Artikel 7:2 BW schrijft voor, dat de koopovereenkomst van een tot bewoning bestemde onroerende zaak of een bestanddeel daarvan, schriftelijk wordt aangegaan indien de koper een natuurlijk persoon is die niet handelt in de uitoefening van een beroep of bedrijf. Dat laatste betreft de omschrijving van een zogenaamde consumentenkoop. Wanneer u de woning niet bedrijfsmatig aanschaft zal al snel sprake zijn van consumentenkoop en dient de koopovereenkomst derhalve schriftelijk te worden aangegaan.

Bij de totstandkoming van de wetswijziging is door velen gewezen op de wenselijkheid om ook de koopovereenkomst voor onroerende zaken, net als de transportakte, vast te leggen in de vorm van een notariële akte. De notaris kan, onder meer aan de hand van recherche van de openbare registers, partijen in juridische zin bijstaan bij het sluiten van de koopovereenkomst. Zo zal, indien partijen zich daarvan niet bewust zijn, de notaris onder meer wijzen op het feit dat de onroerende zaak belast is met rechten van derden. Denk daarbij bijvoorbeeld aan een zogenaamde kwalitatieve verplichting of een erfdienstbaarheid in de vorm van recht van overpad. Indien partijen de koop sluiten zonder deze rechten mee te nemen in de koopovereenkomst kan dat later, bij of zelfs na het notariële transport problemen geven.
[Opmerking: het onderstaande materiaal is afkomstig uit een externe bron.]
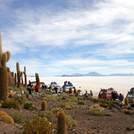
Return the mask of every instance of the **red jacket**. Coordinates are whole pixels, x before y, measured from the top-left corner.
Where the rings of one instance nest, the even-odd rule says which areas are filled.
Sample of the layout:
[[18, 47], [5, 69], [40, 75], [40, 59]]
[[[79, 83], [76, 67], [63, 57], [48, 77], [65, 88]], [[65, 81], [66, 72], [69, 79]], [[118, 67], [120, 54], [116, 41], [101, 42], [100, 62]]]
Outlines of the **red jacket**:
[[34, 90], [36, 90], [36, 89], [39, 91], [39, 86], [38, 85], [35, 86]]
Niettemin heeft de wetgever ervoor gekozen de koopovereenkomst niet verplicht in notariële vorm voor te schrijven. Een schriftelijke overeenkomst volstaat. De modellen welke gebruikt worden door branche organisaties zoals de Nederlandse Vereniging van Makelaars (NVM) kunnen derhalve ook na 1 september 2003 rechtsgeldig benut blijven worden voor het sluiten van koopovereenkomsten. De NVM heeft haar model koopovereenkomst inmiddels gewijzigd naar aanleiding van de wetswijziging.

De achterliggende gedachte bij het schriftelijkheidsvereiste is de koper te beschermen tegen al te overhaaste aankoopbeslissingen. Pas indien de handtekeningen onder de koopovereenkomst gezet zijn, is de koop definitief.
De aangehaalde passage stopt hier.